LOCUSONLINE, BANDUNG – Kebijakan Gubernur Jawa Barat, Dedi Mulyadi, yang menginstruksikan pemberian pelatihan bergaya militer kepada siswa dengan catatan perilaku bermasalah, menuai sorotan tajam dari sejumlah kalangan, termasuk pengamat pendidikan nasional, Ubaid Matraji. Minggu, 4 Mei 2025
Menurut Ubaid, pendekatan pendidikan karakter seharusnya dilandaskan pada nilai-nilai dialogis sebagaimana yang diamanatkan oleh kurikulum pendidikan nasional, bukan dengan model pendekatan disiplin keras ala militer. Ia menegaskan bahwa terdapat perbedaan prinsipil antara sistem pendidikan sipil dan militer yang tidak bisa disamakan begitu saja.

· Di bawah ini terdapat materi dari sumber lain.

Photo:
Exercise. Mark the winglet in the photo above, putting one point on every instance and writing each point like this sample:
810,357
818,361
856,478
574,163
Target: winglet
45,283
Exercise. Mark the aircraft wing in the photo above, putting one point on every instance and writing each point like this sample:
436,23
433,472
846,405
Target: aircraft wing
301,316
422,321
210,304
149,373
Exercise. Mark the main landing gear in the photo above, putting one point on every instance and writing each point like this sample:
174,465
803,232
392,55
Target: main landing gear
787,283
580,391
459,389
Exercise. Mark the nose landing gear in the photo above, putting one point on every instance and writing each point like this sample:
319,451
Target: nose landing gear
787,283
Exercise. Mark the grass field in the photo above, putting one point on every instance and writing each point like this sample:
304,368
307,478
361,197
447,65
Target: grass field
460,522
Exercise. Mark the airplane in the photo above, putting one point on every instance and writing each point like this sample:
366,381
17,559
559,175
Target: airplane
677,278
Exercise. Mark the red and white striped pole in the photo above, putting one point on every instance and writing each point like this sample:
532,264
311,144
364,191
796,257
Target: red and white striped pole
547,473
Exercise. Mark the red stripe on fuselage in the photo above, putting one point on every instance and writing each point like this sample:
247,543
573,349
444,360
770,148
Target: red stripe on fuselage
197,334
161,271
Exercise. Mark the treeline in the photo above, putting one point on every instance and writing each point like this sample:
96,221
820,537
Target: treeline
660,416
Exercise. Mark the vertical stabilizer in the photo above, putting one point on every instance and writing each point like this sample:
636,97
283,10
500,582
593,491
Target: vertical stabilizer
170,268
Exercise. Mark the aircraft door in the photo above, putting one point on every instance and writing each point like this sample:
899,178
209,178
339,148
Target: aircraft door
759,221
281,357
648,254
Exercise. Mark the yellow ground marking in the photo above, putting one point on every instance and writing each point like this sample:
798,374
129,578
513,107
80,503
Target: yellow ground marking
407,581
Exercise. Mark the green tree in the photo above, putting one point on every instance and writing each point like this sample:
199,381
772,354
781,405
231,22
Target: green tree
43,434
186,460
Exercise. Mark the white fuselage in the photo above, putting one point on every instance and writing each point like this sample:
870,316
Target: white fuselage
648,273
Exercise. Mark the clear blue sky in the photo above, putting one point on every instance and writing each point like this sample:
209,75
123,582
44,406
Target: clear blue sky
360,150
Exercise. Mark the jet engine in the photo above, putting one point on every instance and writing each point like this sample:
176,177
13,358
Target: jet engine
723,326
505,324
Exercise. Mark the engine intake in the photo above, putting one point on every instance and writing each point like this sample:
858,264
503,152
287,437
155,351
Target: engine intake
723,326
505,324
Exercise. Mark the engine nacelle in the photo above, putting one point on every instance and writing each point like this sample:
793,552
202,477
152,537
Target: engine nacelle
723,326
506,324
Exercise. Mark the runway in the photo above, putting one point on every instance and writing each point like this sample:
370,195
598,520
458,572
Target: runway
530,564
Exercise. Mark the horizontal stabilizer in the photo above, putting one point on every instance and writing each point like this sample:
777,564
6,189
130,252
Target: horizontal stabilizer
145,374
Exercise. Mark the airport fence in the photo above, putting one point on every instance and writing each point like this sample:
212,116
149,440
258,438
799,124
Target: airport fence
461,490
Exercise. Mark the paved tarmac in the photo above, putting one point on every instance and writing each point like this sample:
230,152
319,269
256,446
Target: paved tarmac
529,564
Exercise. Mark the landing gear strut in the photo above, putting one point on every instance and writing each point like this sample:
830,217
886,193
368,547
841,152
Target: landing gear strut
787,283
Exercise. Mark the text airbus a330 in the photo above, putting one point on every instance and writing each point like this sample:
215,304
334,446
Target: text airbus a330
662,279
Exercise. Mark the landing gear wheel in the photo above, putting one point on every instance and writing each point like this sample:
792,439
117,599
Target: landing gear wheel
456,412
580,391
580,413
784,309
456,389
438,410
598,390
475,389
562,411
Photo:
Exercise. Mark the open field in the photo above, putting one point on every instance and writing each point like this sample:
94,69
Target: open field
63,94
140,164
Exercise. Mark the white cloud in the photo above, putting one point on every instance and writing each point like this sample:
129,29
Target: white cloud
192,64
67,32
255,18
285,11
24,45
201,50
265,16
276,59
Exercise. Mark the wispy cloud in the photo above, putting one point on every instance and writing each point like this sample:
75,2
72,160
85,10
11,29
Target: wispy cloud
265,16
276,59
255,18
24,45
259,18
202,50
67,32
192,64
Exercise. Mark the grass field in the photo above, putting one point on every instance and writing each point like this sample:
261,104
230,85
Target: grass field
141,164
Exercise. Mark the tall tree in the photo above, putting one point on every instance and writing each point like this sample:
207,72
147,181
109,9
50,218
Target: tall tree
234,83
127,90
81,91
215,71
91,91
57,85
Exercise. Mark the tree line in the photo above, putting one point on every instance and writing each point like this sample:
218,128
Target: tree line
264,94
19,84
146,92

“Karakter anak tidak bisa dibentuk lewat tekanan atau hukuman fisik. Pendidikan seharusnya membuka ruang refleksi dan dialog, bukan malah memberi stigma negatif dan mengisolasi mereka ke dalam pelatihan militer,” ujarnya.
Ubaid juga menyampaikan keprihatinannya terhadap dampak psikologis yang mungkin timbul dari kebijakan tersebut. Ia menilai, penyematan label “anak nakal” dan penempatan di lingkungan barak militer justru dapat memperparah kondisi mental siswa.
“Bayangkan, anak-anak ini secara tiba-tiba dianggap bermasalah dan dikirim ke tempat seperti barak militer. Mereka bisa merasa diasingkan, dihukum, dan tidak diterima oleh lingkungannya. Itu akan berdampak pada perkembangan psikologis mereka ke depan,” tambahnya.
Baca Juga : Satu Bukti Kegagalan Sistem Pendidikan Ratusan Siswa SMP di Bali Tak Bisa Baca Lancar, Pakar Sebut Perlu Penguatan Keyakinan Guru dan Siswa
Sementara itu, Gubernur Dedi Mulyadi menyikapi kontroversi ini dengan tenang. Ia menyatakan bahwa dirinya sudah terbiasa dengan pro dan kontra terhadap kebijakan yang diambil, dan tetap yakin bahwa niatnya untuk perbaikan generasi muda akan membuahkan hasil positif.